AW: 50% system CPU usage when parallel running NAMD on Rocks cluster

From: Norman Geist (norman.geist_at_uni-greifswald.de)
Date: Tue Dec 03 2013 - 08:47:54 CST

Your switch is too slow in switching. Try something like the netgear gs748t, not that expensive and “ok” scaling. You can temporarily improve the situation by trying the tcp congestion control algorithm “highspeed”. Set it via sysconfig on all the nodes.

 

Additionally, are these 16 cores per node physical or logical (HT). If it is HT, leave them out, no speed gain, only more network load.

 

Norman Geist.

 

Von: owner-namd-l_at_ks.uiuc.edu [mailto:owner-namd-l_at_ks.uiuc.edu] Im Auftrag von ???
Gesendet: Dienstag, 3. Dezember 2013 14:43
An: namd-l_at_ks.uiuc.edu
Betreff: namd-l: 50% system CPU usage when parallel running NAMD on Rocks cluster

 

Dear all,

¡¡¡¡I’m tuning NAMD performance on a 7 compute node Rocks cluster. The problems is when running NAMD (100,000 atoms) with 32 cores (on 2 nodes) the system CPU usage is about 50%. Increasing cores (48 cores, on 3 nodes) will increase system CPU usage and decrease speed.

The detail information of one compute node shows below:

CPU: 2 * Inter Xeon E5-2670 (8Cores/ 2.6GHz)

Mem: 64G (1600)

HardDrive: 300G (15000)

Network card: Intel Gigabit Ethernet Network Connection

Switch: 3Com Switch 2824 3C16479 (24-port unmanaged gigabit)(a pretty old switch :| )

 

¡¡¡¡Compiling & running :

Charm-6.4.0 was build with “./build charm++ mpi-linux-x86_64 mpicxx -j16 --with-production” options. Some error was ignored when compiling it. For example:

“Fatal Error by charmc in directory /apps/apps/namd/2.9/charm-6.4.0/mpi-linux-x86_64-mpicxx/tmp

   Command mpif90 -auto -fPIC -I../bin/../include -O -c pup_f.f90 -o pup_f.o returned error code 1

charmc exiting...”.

NAMD was compiled with Linux-86_64-g++ option. Some warning was showed when compiling NAMD.

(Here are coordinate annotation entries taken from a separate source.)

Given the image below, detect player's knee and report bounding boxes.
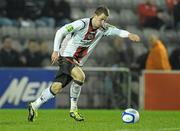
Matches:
[51,82,62,95]
[74,73,85,85]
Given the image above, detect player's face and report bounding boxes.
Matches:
[94,13,108,28]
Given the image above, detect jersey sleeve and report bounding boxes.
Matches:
[104,24,130,38]
[54,20,85,51]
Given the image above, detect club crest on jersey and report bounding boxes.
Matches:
[66,25,74,32]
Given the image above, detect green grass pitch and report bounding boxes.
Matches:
[0,109,180,131]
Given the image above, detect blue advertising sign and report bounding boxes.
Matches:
[0,68,55,108]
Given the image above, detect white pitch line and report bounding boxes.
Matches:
[159,128,180,131]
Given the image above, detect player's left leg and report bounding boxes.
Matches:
[28,82,62,122]
[70,66,85,121]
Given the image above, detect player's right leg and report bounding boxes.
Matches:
[28,82,62,122]
[70,66,85,121]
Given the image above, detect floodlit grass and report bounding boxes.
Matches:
[0,109,180,131]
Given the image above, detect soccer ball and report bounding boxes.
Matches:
[122,108,139,123]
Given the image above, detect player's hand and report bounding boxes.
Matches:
[128,33,140,42]
[51,51,59,65]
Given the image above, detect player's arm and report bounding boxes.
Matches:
[105,24,140,42]
[51,20,84,64]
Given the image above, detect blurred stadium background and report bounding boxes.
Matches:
[0,0,180,110]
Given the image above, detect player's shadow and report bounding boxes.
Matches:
[0,121,17,125]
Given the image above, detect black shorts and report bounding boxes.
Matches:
[54,57,75,87]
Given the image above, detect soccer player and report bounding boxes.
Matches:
[28,6,140,122]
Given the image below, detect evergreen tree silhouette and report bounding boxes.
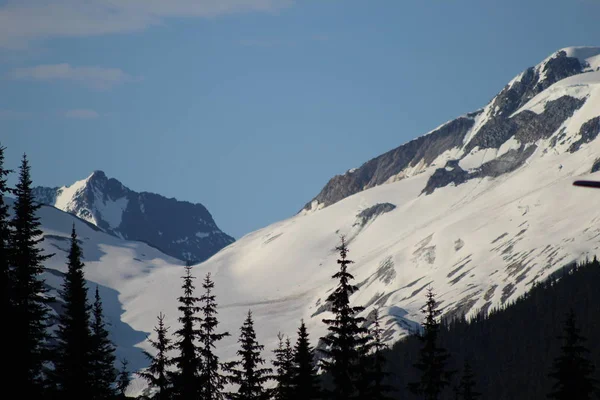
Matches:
[409,288,452,400]
[52,224,93,398]
[548,310,597,400]
[321,236,368,400]
[137,313,174,400]
[173,262,202,400]
[0,145,18,390]
[292,321,321,400]
[91,286,117,400]
[227,311,272,400]
[272,332,294,400]
[199,273,229,400]
[457,361,481,400]
[117,359,131,399]
[10,156,51,399]
[364,308,393,400]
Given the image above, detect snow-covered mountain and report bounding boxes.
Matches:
[34,171,233,262]
[30,47,600,394]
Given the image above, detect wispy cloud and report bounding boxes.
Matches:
[64,108,100,119]
[239,35,329,47]
[8,64,139,90]
[0,0,294,48]
[0,109,31,120]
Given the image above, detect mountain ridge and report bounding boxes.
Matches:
[300,46,600,213]
[33,170,234,262]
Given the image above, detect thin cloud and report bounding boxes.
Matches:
[9,64,139,90]
[64,108,100,119]
[0,109,31,120]
[0,0,294,49]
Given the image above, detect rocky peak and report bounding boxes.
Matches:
[34,170,234,262]
[302,47,600,212]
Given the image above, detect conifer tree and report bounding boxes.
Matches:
[548,310,597,400]
[292,321,320,400]
[227,311,272,400]
[52,224,92,398]
[365,308,393,400]
[0,145,17,388]
[138,313,173,400]
[91,286,117,400]
[321,236,367,400]
[272,332,294,400]
[199,272,229,400]
[458,361,481,400]
[117,359,131,399]
[173,263,202,400]
[409,288,452,400]
[0,145,14,326]
[10,156,51,398]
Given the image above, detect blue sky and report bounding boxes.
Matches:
[0,0,600,238]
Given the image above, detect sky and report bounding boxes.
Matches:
[0,0,600,238]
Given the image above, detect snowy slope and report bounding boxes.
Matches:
[29,48,600,396]
[34,171,233,262]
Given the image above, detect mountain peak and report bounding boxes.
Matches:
[34,170,234,262]
[87,169,106,180]
[301,46,600,212]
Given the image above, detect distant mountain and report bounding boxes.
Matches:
[34,171,234,262]
[25,47,600,396]
[304,47,600,211]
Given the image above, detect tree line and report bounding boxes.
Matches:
[0,146,129,399]
[0,142,600,400]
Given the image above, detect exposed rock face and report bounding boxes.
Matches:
[590,158,600,173]
[357,203,396,226]
[569,117,600,153]
[304,112,479,210]
[34,171,234,262]
[304,51,598,210]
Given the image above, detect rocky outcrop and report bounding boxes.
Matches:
[304,112,479,210]
[304,51,597,210]
[569,117,600,153]
[34,171,234,262]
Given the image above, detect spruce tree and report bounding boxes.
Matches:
[199,272,229,400]
[10,156,51,399]
[272,332,294,400]
[364,308,393,400]
[91,286,117,400]
[52,224,92,398]
[0,146,17,390]
[227,311,272,400]
[548,310,597,400]
[458,361,481,400]
[0,145,14,326]
[138,313,173,400]
[173,263,202,400]
[292,321,321,400]
[409,288,452,400]
[117,359,131,399]
[321,236,367,400]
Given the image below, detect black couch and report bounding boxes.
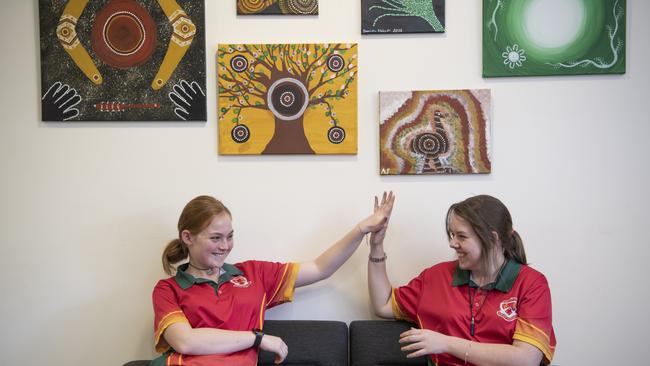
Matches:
[350,320,427,366]
[124,320,348,366]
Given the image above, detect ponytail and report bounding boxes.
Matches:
[503,230,528,264]
[447,195,528,266]
[162,239,189,276]
[162,196,231,276]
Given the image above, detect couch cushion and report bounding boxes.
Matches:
[350,320,427,366]
[259,320,348,366]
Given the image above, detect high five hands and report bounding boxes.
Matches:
[359,191,395,239]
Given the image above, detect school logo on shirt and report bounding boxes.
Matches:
[230,276,251,288]
[497,297,517,322]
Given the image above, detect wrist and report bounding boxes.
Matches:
[252,329,264,348]
[357,223,367,236]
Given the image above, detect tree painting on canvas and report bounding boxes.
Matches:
[217,43,358,155]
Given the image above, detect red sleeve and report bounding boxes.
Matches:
[392,272,424,323]
[256,262,300,308]
[152,281,189,353]
[512,273,556,364]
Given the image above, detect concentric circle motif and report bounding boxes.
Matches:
[91,1,157,69]
[230,55,248,72]
[278,0,318,15]
[280,91,296,108]
[327,55,345,72]
[237,0,273,14]
[267,78,309,121]
[230,125,251,144]
[327,126,345,144]
[412,131,449,157]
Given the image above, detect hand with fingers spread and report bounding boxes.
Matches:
[41,81,81,121]
[260,334,289,364]
[370,191,395,245]
[169,80,206,121]
[359,191,395,236]
[399,328,449,358]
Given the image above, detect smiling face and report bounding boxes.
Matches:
[449,213,483,271]
[181,212,234,269]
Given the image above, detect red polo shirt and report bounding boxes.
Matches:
[152,261,300,366]
[392,260,556,365]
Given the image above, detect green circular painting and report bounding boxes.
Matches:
[483,0,626,77]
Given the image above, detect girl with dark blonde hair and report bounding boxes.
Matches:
[368,195,556,366]
[152,192,394,366]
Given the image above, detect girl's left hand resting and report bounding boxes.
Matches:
[260,334,289,364]
[399,328,449,358]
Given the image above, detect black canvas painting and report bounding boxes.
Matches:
[361,0,445,34]
[39,0,207,121]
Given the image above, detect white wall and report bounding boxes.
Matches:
[0,0,650,366]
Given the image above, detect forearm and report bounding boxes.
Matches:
[163,326,255,355]
[447,337,542,366]
[368,244,395,318]
[296,225,364,287]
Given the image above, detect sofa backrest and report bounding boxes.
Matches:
[350,320,427,366]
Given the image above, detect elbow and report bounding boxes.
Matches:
[167,336,196,355]
[373,303,395,319]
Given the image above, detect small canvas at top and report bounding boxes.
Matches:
[361,0,445,34]
[379,89,491,175]
[237,0,318,15]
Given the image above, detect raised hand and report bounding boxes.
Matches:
[260,334,289,364]
[399,328,449,358]
[41,81,81,121]
[370,191,395,245]
[169,80,206,121]
[359,191,395,234]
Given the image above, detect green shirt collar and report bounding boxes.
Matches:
[174,263,244,290]
[451,259,521,293]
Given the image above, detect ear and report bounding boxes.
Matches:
[490,231,501,246]
[181,230,192,247]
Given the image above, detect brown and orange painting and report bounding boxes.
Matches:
[379,89,491,175]
[217,43,357,155]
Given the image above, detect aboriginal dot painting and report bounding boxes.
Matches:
[361,0,445,34]
[237,0,318,15]
[379,89,491,175]
[483,0,626,77]
[217,44,358,155]
[39,0,207,121]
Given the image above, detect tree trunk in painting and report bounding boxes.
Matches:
[262,117,314,154]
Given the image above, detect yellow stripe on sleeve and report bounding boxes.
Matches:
[512,318,555,363]
[266,263,300,306]
[512,332,554,364]
[154,310,189,353]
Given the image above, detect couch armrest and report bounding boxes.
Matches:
[350,320,427,366]
[258,320,348,366]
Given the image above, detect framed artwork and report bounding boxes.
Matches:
[483,0,626,77]
[361,0,445,34]
[217,43,358,155]
[39,0,207,121]
[237,0,318,15]
[379,89,491,175]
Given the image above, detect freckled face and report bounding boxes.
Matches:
[449,213,482,271]
[185,212,234,268]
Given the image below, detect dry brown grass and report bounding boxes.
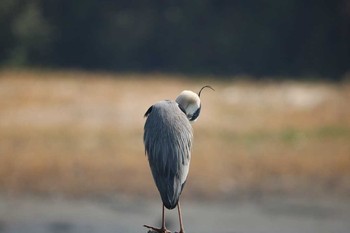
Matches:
[0,71,350,198]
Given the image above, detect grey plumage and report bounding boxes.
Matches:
[143,100,193,209]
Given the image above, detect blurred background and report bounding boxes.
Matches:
[0,0,350,233]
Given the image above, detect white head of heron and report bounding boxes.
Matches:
[175,86,214,121]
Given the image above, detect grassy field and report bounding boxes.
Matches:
[0,70,350,198]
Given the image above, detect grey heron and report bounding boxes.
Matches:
[143,86,214,233]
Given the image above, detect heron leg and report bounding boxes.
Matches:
[143,204,170,233]
[177,201,185,233]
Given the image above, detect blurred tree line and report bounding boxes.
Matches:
[0,0,350,79]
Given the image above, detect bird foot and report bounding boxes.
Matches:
[143,225,171,233]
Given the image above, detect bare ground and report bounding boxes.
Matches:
[0,197,350,233]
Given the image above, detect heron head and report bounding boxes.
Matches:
[176,86,214,121]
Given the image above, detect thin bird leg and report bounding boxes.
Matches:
[143,204,170,233]
[177,201,185,233]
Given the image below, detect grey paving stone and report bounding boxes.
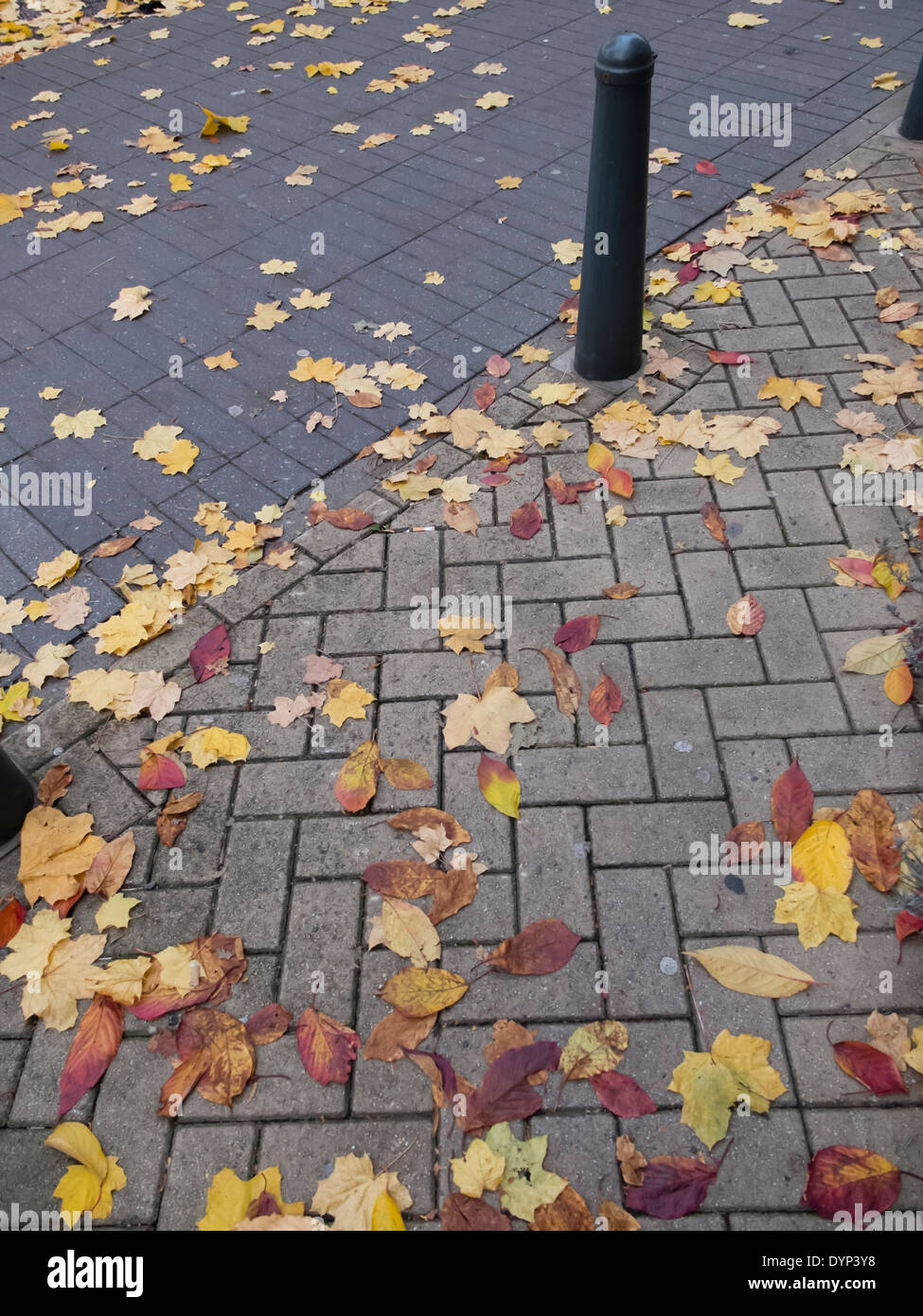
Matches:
[595,868,687,1019]
[641,689,720,799]
[707,682,846,739]
[589,800,731,866]
[632,639,765,688]
[215,819,295,951]
[157,1123,255,1229]
[516,808,595,937]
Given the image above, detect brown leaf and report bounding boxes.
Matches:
[362,1009,438,1060]
[90,534,141,558]
[486,918,580,974]
[769,759,814,845]
[727,594,766,635]
[388,805,469,845]
[85,831,134,898]
[509,502,542,540]
[429,858,478,924]
[539,649,580,722]
[243,1005,293,1046]
[441,1192,512,1233]
[529,1184,596,1233]
[36,763,74,804]
[590,668,623,726]
[700,503,731,553]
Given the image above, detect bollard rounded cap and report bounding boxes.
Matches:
[596,31,657,87]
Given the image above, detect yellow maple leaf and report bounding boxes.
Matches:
[693,453,747,485]
[289,357,344,384]
[321,681,375,726]
[196,1165,304,1233]
[154,438,199,475]
[109,283,151,320]
[772,881,859,951]
[51,409,105,438]
[552,239,583,264]
[181,726,250,767]
[33,549,80,590]
[196,102,250,137]
[757,375,825,411]
[246,301,291,329]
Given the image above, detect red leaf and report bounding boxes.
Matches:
[545,471,596,507]
[58,996,125,1119]
[833,1042,907,1096]
[485,351,509,379]
[769,759,814,845]
[488,918,580,979]
[442,1192,512,1233]
[243,1005,291,1046]
[590,1070,657,1120]
[509,503,542,540]
[555,614,599,654]
[0,897,25,946]
[474,384,496,411]
[461,1042,561,1133]
[590,672,624,726]
[297,1005,360,1087]
[189,622,230,685]
[801,1147,900,1220]
[895,909,923,963]
[138,754,186,791]
[623,1155,721,1220]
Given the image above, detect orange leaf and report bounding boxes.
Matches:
[308,503,375,530]
[381,758,434,791]
[58,996,125,1119]
[727,594,766,635]
[333,741,382,813]
[378,969,468,1019]
[885,662,914,704]
[297,1005,360,1087]
[509,502,541,540]
[590,672,623,726]
[488,918,580,974]
[478,754,520,819]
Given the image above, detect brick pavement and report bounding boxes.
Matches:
[0,0,923,658]
[0,8,923,1231]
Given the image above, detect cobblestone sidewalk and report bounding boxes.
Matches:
[0,110,923,1231]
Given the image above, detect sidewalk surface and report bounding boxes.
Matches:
[0,0,923,1231]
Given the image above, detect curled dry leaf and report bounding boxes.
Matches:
[801,1145,900,1220]
[486,918,580,974]
[727,594,766,635]
[509,502,542,540]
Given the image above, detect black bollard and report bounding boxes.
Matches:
[899,51,923,142]
[574,31,657,379]
[0,749,36,845]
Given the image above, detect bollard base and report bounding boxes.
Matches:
[549,347,637,392]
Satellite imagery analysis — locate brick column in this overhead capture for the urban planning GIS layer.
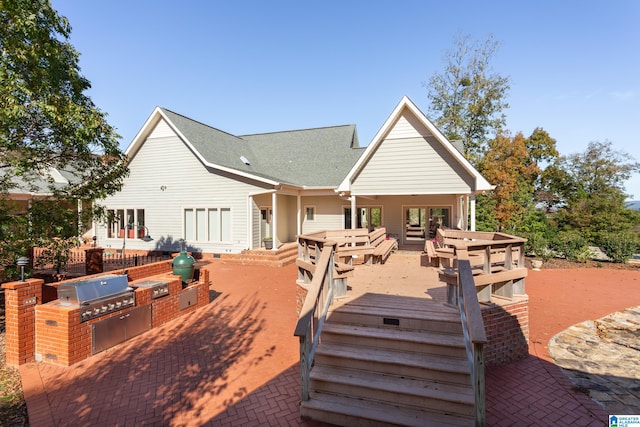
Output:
[84,248,104,275]
[2,279,44,366]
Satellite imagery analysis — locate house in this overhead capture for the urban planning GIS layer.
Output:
[96,97,492,253]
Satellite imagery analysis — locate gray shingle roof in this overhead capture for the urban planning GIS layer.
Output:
[162,108,364,187]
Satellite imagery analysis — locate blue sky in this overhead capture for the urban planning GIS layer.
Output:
[51,0,640,200]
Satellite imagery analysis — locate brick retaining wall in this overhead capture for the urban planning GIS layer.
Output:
[480,295,529,366]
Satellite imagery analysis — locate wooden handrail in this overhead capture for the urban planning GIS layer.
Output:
[457,260,487,426]
[294,236,337,401]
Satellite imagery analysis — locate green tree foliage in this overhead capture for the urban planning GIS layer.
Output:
[0,0,127,278]
[478,128,558,233]
[599,231,638,263]
[0,0,126,200]
[423,35,510,165]
[547,141,640,245]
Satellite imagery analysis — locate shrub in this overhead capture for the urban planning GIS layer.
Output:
[551,231,593,262]
[599,232,638,263]
[524,233,553,262]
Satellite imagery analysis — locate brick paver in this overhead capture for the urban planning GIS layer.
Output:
[20,263,620,426]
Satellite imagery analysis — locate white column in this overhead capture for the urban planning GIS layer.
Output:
[351,194,358,229]
[464,195,469,230]
[469,194,476,231]
[296,194,302,236]
[271,193,279,251]
[77,199,82,240]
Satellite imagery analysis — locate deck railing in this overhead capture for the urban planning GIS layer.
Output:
[294,236,346,401]
[437,230,527,304]
[456,253,487,426]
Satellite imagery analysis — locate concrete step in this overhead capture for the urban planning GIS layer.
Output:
[300,393,475,427]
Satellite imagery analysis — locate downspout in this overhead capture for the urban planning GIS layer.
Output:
[271,192,279,251]
[247,195,254,249]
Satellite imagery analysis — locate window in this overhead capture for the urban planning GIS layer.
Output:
[107,209,146,239]
[304,206,316,221]
[184,208,231,242]
[344,206,382,231]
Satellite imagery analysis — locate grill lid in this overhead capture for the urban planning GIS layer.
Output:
[58,274,131,304]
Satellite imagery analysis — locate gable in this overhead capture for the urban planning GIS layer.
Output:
[351,109,473,195]
[338,96,493,195]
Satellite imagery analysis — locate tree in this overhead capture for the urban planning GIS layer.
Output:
[479,132,540,231]
[547,141,640,245]
[423,35,510,165]
[0,0,126,200]
[0,0,127,278]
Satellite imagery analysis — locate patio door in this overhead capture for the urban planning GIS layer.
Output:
[429,208,451,239]
[404,206,427,245]
[344,206,382,231]
[260,208,273,246]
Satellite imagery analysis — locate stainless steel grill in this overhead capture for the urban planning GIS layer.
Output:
[58,274,136,322]
[134,280,169,299]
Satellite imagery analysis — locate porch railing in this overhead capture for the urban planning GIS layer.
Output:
[294,236,341,401]
[456,252,487,426]
[437,230,527,304]
[29,248,171,275]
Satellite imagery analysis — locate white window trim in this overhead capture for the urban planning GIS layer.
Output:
[181,206,233,245]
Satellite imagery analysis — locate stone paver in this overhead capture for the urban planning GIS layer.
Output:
[549,307,640,415]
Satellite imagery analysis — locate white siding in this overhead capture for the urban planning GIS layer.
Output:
[351,111,471,195]
[147,120,175,139]
[99,121,270,253]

Openmpi (from HPC roll of Rocks) was used to run namd. The command is:

”mpirun -np {number of cores} -machinefile hosts /apps/apps/namd/2.9/Linux-x86_64-g++/namd2 {configuration file} > {output file}”

SGE(Sun Grid Engine) was also used. The job submitting command is:

“qsub –pe orte {number of cores} {job submitting script}”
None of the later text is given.